Using the notion of a computational graph is a simple way to visualize deep learning models. In that representation, deep learning models typically have one input layer, a large number of hidden layers and an output layer. The outputs of one layers serve as inputs to other layers on the next level. Given the large number of nodes in each layer, reusing knowledge representations across them becomes both very appealing and really difficult. Not surprisingly, multitask learning has received a lot of attention among deep learning researchers and technologists.
Multitask learning is a very broad term that encompasses a few different segments. Think about how humans reuse and apply knowledge. Sometimes, when performing a task, we apply knowledge we learn during a previous task. Other times, we need to adapt what is essentially the same knowledge and the same task to different domains. In the deep learning world, those variations of multitask learning are known as transfer learning and domain adaptation respectively.

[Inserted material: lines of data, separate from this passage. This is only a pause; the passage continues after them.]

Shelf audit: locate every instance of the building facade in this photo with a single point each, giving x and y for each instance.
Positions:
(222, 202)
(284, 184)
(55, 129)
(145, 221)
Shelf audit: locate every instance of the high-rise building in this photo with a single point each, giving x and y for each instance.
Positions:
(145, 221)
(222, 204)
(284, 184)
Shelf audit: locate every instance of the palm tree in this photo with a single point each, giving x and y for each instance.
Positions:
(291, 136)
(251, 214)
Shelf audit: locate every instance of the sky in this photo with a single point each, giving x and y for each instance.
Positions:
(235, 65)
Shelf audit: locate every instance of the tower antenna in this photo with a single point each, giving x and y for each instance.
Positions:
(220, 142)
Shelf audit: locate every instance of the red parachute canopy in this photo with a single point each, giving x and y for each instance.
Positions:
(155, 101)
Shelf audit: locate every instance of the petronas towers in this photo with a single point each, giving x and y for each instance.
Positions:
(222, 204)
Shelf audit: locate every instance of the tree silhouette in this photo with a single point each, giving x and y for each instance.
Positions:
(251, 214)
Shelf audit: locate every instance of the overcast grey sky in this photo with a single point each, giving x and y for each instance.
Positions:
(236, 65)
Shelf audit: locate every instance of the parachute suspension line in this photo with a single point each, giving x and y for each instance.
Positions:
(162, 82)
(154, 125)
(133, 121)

Transfer learning is a form of multitask learning that is applied when a model needs to perform different tasks and knowledge representations should be reused across those tasks. Let’s consider the domain of language learning. When mastering a second or third language, we intuitively reuse many concepts or practices of our native language. Among languages that share similar origins, such as the ones coming from the Latin( Spanish, French, Italian, Portuguese…) there are many commonalities in terms of syntax, ver conjugation, pronunciation, grammar and many other aspects. In a polyglot deep learning model, we can envision a transfer learning technique that reuses the knowledge representation from layers designed for one language and apply them on layers focused on another language.
The principle of domain adaptation are complementary to transfer learning in the sense that the target task remains fundamentally the same and what varies is the distribution of the input. Let’s move our examples to the field of image analysis and take an algorithm that recognizes objects such as shoes, handbags or dresses in fashion designer pictures. Typically, those images include a model posing with the target items. On another scenario, we would like to build a model that recognizes the same objects(shoes, handbags and dresses) in images of social events that include multiple people each one wearing different items. Whether the knowledge created by the first model can clearly be applied in the second scenario, it would have to be represented in a way that can be generalized across both domains (fashion vs. social pics). That’s the role of domain adaptation.
We can imagine that multitask learning will be an essential element in the quest towards achieving general AI. In many modern deep learning frameworks, there are some distinctions between transfer and multitask learning. Notably, transfer learning is mostly used in relationship with supervised models while multitask learning can be applied to both supervised and unsupervised algorithms.